Empfang der Kommissionsmitglieder am 7. Februar 1992 in Ilmenau (UAI, Negativ 920207-4).

Gemäß den Vorgaben der Evaluationsordnung wurden an der Technischen Hochschule Ilmenau fünf Fachkommissionen gebildet. Während an den Fakultäten für Mathematik und Naturwissenschaften, Elektrotechnik und Informationstechnik sowie Maschinenbau jeweils eine Fachkommission tätig war, deckten an der Fakultät für Informatik und Automatisierung gleich zwei Kommissionen die Bereiche Informatik und Automatisierung ab. Jede Fachkommission bestand aus fünf Professoren, die mehrheitlich aus den westdeutschen Bundesländern entstammten, zwei Mitarbeitern des Mittelbaus, einem studentischen Vertreter und einem Vertreter der jeweiligen Fakultät. Die Mitglieder der Fachkommissionen wurden durch die Dekanate vorgeschlagen und durch den Senat genehmigt.

Auf einem Empfang in Ilmenau am 7. Februar 1992 erläuterten Staatssekretär Dr. Brans, die Vertreterin des Ministeriums für Wissenschaft und Kunst, Frau Harjes-Ecker, und Rektor Prof. Köhler den Kommissionsmitgliedern das Prozedere der Evaluation: Bis zum 21. Februar hatten alle Hochschullehrer die Möglichkeit, sich auf insgesamt 89 Professuren an der TH Ilmenau zu bewerben. Welche Professuren zur Verfügung standen, konnte dem veröffentlichten Personalstrukturplan entnommen werden. Die Fachkommissionen hatten die Bewerbungen zu prüfen, Ranglisten zu erstellen und die Empfehlung sowohl an das Ministerium für Wissenschaft und Kunst als auch an den Rektor zu übersenden. Der Minister entschied über die Besetzung auf Basis dieser Empfehlungen, der Stellungnahme des Senates und der Stellungnahme der Personalkommission. Bei der Besetzung waren zuallererst die Bewerbungen von Mitarbeitern der TH Ilmenau zu berücksichtigen, dann die Thüringer Hochschullehrer und erst wenn dann noch immer kein geeigneter Kandidat gefunden werden konnte, war die Professur bundesweit auszuschreiben. (Quelle: UAI, Senatsprotokoll 27.02.1992)

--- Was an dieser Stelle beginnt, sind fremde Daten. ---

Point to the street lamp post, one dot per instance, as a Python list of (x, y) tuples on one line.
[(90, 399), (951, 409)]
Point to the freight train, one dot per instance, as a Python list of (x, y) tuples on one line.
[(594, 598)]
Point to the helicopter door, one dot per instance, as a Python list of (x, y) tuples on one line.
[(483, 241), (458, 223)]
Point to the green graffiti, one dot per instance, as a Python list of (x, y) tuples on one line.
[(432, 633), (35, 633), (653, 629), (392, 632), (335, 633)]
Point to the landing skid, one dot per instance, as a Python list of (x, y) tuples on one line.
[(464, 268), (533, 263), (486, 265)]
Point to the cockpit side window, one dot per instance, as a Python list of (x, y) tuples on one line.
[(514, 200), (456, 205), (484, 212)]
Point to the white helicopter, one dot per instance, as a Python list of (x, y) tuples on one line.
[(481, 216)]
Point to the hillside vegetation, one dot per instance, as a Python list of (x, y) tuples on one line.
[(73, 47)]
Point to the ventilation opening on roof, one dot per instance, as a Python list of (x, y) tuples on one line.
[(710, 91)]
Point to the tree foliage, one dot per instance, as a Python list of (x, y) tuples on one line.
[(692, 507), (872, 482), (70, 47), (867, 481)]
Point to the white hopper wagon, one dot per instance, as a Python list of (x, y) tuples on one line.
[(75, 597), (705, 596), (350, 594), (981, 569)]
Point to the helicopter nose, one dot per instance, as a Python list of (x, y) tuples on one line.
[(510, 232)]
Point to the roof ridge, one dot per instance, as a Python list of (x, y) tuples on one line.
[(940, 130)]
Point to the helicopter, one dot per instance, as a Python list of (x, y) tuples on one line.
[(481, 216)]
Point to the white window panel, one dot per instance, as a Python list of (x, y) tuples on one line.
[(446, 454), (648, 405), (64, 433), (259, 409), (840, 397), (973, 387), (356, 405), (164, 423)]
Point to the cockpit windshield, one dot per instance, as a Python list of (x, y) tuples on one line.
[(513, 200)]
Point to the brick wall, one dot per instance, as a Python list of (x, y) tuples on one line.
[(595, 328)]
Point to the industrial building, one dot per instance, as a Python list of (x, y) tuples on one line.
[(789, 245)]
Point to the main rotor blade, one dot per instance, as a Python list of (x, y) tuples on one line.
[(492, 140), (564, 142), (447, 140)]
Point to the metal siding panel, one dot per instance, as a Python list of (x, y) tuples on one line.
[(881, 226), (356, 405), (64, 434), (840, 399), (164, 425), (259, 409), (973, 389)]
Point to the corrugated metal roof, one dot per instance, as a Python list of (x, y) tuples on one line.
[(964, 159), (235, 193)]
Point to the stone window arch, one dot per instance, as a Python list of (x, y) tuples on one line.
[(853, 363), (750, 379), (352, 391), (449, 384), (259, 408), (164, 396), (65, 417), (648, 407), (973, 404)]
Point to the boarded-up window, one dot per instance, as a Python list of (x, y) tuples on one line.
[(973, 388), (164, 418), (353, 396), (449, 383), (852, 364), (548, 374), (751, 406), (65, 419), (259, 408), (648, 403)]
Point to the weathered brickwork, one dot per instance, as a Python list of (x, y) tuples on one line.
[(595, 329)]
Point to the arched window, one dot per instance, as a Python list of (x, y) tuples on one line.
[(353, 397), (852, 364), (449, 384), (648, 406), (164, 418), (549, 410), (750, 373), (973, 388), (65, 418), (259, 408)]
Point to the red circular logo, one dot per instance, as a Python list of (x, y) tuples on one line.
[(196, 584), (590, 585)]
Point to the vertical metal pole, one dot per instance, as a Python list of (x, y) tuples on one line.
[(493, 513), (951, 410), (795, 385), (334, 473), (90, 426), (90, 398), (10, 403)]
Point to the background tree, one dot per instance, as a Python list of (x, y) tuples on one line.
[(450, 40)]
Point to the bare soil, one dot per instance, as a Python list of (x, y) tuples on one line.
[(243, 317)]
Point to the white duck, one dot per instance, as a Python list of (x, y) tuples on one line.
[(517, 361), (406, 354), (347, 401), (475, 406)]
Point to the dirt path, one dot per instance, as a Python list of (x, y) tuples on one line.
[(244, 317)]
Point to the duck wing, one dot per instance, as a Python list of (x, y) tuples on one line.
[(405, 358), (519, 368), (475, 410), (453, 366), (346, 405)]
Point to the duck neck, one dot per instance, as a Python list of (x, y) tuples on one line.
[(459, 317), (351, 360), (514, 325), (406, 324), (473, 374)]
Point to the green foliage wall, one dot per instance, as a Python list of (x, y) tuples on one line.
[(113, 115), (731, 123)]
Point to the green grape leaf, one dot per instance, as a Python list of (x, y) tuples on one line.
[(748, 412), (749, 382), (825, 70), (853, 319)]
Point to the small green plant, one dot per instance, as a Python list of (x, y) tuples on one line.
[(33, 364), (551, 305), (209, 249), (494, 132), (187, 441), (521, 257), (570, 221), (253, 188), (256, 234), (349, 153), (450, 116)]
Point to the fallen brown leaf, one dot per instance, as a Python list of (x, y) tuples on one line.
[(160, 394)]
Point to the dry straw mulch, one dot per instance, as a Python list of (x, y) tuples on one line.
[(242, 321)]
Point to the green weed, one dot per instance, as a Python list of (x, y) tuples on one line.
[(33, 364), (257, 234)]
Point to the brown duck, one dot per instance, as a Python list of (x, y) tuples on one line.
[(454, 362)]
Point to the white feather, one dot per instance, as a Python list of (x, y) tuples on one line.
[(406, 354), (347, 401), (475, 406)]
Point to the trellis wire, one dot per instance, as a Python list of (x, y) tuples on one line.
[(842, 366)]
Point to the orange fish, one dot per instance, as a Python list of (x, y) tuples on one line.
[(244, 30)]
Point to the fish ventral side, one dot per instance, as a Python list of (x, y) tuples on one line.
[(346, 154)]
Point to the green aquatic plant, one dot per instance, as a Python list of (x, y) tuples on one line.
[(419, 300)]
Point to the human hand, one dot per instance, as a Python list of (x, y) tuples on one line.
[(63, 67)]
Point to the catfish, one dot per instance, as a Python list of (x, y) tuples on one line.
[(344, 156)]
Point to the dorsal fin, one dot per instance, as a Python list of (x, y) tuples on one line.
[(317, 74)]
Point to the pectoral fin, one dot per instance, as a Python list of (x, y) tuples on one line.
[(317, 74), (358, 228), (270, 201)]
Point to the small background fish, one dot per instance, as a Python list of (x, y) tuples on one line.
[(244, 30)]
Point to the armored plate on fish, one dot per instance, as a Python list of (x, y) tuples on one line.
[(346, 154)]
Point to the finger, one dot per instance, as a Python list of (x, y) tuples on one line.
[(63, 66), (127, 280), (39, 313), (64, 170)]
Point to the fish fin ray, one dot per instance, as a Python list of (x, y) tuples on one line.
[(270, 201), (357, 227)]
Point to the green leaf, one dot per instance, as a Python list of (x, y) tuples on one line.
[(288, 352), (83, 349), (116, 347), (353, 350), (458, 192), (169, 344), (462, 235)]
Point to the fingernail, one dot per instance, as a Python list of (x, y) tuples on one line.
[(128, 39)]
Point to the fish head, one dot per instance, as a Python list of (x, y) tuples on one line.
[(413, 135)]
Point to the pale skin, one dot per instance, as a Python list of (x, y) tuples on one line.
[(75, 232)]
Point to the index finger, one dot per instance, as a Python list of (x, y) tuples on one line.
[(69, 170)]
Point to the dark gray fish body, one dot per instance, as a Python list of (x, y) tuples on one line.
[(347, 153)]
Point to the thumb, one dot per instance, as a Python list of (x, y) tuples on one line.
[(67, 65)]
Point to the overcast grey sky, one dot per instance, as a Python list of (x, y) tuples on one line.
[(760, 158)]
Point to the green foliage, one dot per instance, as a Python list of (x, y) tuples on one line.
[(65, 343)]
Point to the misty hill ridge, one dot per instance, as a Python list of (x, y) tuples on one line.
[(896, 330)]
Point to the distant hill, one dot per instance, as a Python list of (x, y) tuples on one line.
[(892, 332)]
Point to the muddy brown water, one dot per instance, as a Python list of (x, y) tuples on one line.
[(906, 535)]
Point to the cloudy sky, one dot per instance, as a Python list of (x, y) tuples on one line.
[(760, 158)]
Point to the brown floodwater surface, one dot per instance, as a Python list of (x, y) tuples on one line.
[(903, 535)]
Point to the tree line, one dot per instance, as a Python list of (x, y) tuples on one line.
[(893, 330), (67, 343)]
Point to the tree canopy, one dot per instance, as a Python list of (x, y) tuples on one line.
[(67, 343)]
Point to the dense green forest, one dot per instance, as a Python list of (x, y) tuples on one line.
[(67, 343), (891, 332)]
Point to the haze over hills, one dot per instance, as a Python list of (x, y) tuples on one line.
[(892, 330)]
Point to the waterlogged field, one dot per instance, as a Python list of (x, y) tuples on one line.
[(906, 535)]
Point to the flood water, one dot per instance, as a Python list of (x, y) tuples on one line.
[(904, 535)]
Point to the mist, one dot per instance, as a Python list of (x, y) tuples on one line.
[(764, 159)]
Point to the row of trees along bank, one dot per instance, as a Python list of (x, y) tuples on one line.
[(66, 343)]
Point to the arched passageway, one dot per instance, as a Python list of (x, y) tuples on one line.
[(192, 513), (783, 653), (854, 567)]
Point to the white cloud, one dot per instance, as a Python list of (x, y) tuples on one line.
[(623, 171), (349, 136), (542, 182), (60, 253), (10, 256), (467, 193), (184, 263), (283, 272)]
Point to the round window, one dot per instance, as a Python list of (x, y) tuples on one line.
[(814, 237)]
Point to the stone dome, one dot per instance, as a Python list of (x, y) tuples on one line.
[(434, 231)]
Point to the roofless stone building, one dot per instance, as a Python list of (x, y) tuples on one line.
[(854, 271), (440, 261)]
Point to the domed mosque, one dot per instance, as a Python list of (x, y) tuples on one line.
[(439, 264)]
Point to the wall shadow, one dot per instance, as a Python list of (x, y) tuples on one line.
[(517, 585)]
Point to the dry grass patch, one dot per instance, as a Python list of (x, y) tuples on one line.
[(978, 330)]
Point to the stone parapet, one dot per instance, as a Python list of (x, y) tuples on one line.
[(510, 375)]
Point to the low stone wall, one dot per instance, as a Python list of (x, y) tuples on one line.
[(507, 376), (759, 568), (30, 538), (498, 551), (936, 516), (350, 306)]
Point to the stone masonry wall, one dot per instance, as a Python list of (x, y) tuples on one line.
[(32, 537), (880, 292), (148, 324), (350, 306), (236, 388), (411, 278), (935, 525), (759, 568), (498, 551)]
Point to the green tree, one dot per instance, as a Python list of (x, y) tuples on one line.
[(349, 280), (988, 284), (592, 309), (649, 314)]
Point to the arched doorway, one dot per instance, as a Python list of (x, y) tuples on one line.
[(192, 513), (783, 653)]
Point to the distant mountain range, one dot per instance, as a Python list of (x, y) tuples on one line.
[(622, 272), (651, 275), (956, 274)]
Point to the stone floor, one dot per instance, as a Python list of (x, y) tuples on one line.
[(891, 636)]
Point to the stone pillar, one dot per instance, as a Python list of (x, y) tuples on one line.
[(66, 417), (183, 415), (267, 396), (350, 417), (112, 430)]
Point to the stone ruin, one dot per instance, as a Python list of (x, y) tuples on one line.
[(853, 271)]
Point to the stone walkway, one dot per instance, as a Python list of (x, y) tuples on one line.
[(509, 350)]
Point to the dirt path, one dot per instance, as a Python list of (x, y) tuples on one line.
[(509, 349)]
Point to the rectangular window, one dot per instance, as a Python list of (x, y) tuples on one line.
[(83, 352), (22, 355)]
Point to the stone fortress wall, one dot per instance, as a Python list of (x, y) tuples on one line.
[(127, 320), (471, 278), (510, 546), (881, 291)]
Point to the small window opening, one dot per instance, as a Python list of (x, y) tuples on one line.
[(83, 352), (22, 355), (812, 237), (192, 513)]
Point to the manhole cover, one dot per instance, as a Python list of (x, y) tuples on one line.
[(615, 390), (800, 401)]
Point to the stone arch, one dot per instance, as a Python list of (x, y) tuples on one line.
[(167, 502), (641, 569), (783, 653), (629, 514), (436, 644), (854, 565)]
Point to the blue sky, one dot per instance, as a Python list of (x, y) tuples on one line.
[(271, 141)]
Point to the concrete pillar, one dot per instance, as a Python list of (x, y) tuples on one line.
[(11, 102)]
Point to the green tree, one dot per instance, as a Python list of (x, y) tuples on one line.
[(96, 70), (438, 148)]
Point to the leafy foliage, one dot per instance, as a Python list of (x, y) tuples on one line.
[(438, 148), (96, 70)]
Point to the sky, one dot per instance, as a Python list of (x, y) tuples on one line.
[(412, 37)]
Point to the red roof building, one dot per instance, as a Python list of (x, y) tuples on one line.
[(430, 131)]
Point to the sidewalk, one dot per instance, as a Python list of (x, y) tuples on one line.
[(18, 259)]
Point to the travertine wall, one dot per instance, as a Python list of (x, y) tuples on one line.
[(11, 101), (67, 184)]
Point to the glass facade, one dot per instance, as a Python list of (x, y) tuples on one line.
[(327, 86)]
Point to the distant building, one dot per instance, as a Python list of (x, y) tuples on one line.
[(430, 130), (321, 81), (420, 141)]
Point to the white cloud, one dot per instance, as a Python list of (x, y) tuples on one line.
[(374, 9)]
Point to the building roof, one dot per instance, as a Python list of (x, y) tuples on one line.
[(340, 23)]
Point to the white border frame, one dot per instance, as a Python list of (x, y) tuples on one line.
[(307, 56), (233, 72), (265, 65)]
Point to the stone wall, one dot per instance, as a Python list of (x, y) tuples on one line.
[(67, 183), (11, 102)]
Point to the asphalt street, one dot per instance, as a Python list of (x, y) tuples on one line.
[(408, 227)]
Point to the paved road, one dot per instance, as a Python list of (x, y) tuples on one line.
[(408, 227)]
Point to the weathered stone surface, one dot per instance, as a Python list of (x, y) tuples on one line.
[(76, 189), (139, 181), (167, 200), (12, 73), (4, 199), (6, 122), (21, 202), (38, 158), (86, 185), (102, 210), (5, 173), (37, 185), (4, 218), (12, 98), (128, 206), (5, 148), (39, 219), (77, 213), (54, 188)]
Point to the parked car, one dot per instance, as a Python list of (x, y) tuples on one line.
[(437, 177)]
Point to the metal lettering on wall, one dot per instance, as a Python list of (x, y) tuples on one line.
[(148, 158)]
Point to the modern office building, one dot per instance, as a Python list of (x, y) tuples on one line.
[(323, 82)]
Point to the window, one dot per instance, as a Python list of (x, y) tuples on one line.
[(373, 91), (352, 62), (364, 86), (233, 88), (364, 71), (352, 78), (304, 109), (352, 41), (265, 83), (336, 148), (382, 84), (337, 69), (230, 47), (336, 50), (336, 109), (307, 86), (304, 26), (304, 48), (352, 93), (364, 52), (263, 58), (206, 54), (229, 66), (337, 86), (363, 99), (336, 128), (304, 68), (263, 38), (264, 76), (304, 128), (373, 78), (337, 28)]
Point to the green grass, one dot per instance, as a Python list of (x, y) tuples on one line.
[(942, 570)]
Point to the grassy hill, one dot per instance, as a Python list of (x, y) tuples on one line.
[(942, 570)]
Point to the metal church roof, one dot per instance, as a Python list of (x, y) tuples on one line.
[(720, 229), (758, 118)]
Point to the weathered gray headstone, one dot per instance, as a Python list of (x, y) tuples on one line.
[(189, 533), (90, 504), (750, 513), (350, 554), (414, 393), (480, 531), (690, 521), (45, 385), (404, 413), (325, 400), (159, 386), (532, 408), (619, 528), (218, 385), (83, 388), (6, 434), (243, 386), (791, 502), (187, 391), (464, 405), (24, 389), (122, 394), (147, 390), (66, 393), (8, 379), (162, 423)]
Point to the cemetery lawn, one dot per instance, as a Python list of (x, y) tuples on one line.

Das Verfahren verlief unter hohem Zeitdruck, sollten doch die ersten Professuren mit Start des Wintersemesters 1992/93 besetzt sein. Und trotz einiger Einsprüche zum Verfahren und zu Empfehlungen der Fachkommissionen, trotz eher zwischen den Zeilen vernehmbarer Unsicherheiten der Kommissionsmitglieder, ging der Plan auf. Am 17. Oktober 1992 nahmen nicht nur die ersten Universitätsstudenten ihr Studium auf, sondern empfingen die ersten Professorinnen und Professoren neuen Rechts der Technischen Universität Ilmenau ihre Ernennungsurkunde. Hochschullehrer, die sich nicht beworben hatten oder deren Bewerbung nicht erfolgreich war, erhielten die Möglichkeit, den Titel „Professor alten Rechts“ zu tragen.

PHASE 2

Bereits im April 1992 begann die zweite Phase. Auch hier gab es rechtliche Rahmenbedingungen und Handlungsanweisungen durch die zuständigen Stellen, auch hier war das Vorhandensein einer Stelle im Personalstrukturplan eine essentielle Voraussetzung. Auch hier wurden sechs Fachkommissionen gebildet (die sechste war an der neuen wirtschaftswissenschaftlichen Fakultät angesiedelt). Das Verfahren unterschied sich jedoch von dem der Evaluierung der Hochschullehrer, auch wenn Staatssekretär Brans hier von einem „berufungsähnlichen Verfahren“ sprach: Binnen eines Monats hatte jeder wissenschaftliche Mitarbeiter über seine Qualitäten in Forschung und Lehre in einem Fragebogen Auskunft zu geben. Die Fragebögen wurden dann durch die Fachkommissionen begutachtet und Empfehlungen erarbeitet. Sowohl der Senat als auch der zu bildende Ausschuss für Sozialwahl hatten dann die Möglichkeit, Stellung zu nehmen. All dies bildete letztlich die Grundlage für die abschließende Entscheidung des Ministers. Auch diese Phase wurde bis auf wenige Ausnahmen noch im selben Jahr abgeschlossen.

PERSONALSTRUKTUR

Ernennung der ersten Professor*innen neuen Rechts am 17.10.1992 (UAI, Negativ 921017-2-23)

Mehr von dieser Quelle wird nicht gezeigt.